Construct a Streamlit-based internet software for seamless PDF-to-Twitter thread conversion.
Achieve hands-on expertise with embedding fashions and immediate engineering for content material era.

This text was revealed as part of the Knowledge Science Blogathon.

What’s Gemini-2.0?

Gemini-2.0 is Google’s newest multimodal Massive Language Mannequin (LLM), representing a big development in AI capabilities. It’s now accessible as Gemini-2.0-flash-exp API in Vertext AI Studio. It provides improved efficiency in areas like:

Multimodal understanding , coding, complicated directions following and performance calling in pure language.
Context-aware content material creation.
Advanced reasoning and evaluation.
It has native picture era, picture modifying, controllable text-to-speech era.
Low-latency responses with the Flash variant.

For our undertaking, we’re particularly utilizing the gemini-2.0-flash-exp mannequin API, which is optimized for fast response whereas sustaining high-quality output.

What’s the ChromaDB Vector Database?

ChromaDB is an open-source embedding database that excels at storing and retrieving vector embeddings. It’s a high-performance database designed for environment friendly storing, looking out, and managing embeddings generated by AI fashions. It allows similarity searches by indexing and evaluating vectors based mostly on their proximity to different comparable vectors in multidimensional house.

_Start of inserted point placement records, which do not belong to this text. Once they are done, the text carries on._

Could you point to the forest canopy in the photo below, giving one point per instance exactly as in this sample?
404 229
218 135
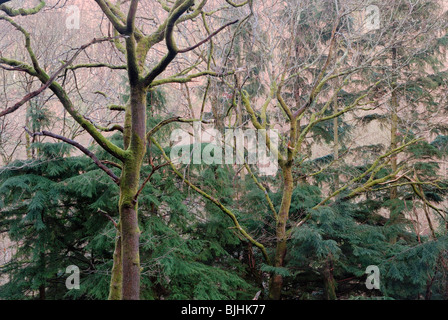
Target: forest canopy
223 150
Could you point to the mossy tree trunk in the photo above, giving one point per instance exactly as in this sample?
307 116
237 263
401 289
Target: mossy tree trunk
276 283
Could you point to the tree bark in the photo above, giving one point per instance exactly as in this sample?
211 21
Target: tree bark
115 292
276 283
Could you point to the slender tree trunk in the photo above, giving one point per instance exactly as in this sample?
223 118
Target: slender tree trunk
129 185
329 282
394 120
117 270
276 283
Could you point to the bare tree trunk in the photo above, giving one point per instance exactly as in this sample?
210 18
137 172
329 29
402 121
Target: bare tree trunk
276 284
117 270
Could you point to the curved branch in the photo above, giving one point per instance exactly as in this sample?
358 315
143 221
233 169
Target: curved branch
80 147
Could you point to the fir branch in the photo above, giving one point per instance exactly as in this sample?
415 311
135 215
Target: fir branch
84 150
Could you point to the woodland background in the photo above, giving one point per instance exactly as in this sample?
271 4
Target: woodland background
85 122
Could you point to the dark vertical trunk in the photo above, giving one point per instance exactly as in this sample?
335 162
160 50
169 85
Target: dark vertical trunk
276 284
115 292
42 295
129 185
329 282
130 254
394 120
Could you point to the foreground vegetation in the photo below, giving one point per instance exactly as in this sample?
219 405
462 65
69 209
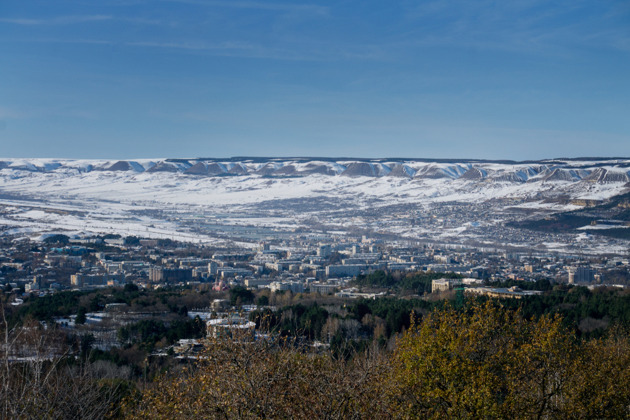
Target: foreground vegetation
564 354
484 362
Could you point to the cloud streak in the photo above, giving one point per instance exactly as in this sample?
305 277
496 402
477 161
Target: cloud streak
258 5
59 20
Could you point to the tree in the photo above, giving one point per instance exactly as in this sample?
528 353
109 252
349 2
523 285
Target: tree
81 318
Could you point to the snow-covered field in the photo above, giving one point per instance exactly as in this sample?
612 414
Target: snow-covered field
206 200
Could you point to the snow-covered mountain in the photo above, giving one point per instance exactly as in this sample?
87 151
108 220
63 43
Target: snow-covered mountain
375 195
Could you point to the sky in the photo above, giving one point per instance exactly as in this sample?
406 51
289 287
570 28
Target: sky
419 79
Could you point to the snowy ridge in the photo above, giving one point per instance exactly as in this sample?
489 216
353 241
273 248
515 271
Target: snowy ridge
604 171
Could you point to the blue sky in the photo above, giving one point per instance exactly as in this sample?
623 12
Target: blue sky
428 79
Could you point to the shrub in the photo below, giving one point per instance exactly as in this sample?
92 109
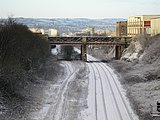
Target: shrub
21 53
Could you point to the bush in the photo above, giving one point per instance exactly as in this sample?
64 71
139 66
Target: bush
21 54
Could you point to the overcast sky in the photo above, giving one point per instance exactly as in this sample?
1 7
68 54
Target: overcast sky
78 8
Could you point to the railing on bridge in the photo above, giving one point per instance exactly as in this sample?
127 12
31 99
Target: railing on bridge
92 40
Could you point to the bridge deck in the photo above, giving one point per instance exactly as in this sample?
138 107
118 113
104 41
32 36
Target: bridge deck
89 40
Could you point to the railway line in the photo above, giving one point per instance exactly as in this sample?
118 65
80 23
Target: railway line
110 102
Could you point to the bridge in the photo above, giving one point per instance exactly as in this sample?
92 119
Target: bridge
119 42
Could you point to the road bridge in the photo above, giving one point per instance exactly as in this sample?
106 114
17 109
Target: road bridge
118 42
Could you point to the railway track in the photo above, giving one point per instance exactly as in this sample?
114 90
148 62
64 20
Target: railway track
109 102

Environment friendly comparable search capabilities
Simple integration with fashionable embedding fashions
Native storage and persistence
Versatile querying choices
Light-weight deployment

In our software, ChromaDB is the spine for storing and retrieving related chunks of textual content based mostly on semantic similarity, enabling extra contextual and correct thread era.

What’s Streamlit UI?

Streamlit is an open-source Python library designed to rapidly construct interactive and data-driven internet purposes for AI/ML initiatives. Its concentrate on simplicity allows builders to create visually interesting and purposeful apps with minimal effort.

Key Options:

Ease of Use: Builders can flip Python scripts into internet apps with a number of traces of code.
Widgets: It provides a variety of enter widgets (sliders, dropdowns, textual content inputs) to make purposes interactive.
Knowledge Visualization: It Helps integration with fashionable Python libraries like Matplotlib, Plotly, and Altair for dynamic viz.
Actual-time Updates: Robotically rerun apps when code or enter adjustments, offering a seamless consumer expertise.
No Net Improvement Required: Take away the necessity to study HTML, CSS, or Javascript.

Software of StreamLit

Streamlit is widley used for constructing bashboards, exploratory knowledge evaluation instruments, AI/ML software prototypes. Its simplicity and interactivity makes it ideally suited for speedy prototying and sharing insights with non-technical stakeholders. We’re utilizing streamlit for desiging the interface for the our software.

Motivation for Tweet Era Automation

The first motivation behind automating tweet thread era embrace:

Time effectivity: Decreasing the annual effort required to create participating Twitter threads.
Consistency: Sustaining a constant voice and format throughout all threads.
Scalability: Processing a number of article rapidly and effectively.
Enhanced engagement: Leveraging AI to create extra compelling and shareable content material.
Content material optimization: Utilizing data-driven approaches to construction threads successfully.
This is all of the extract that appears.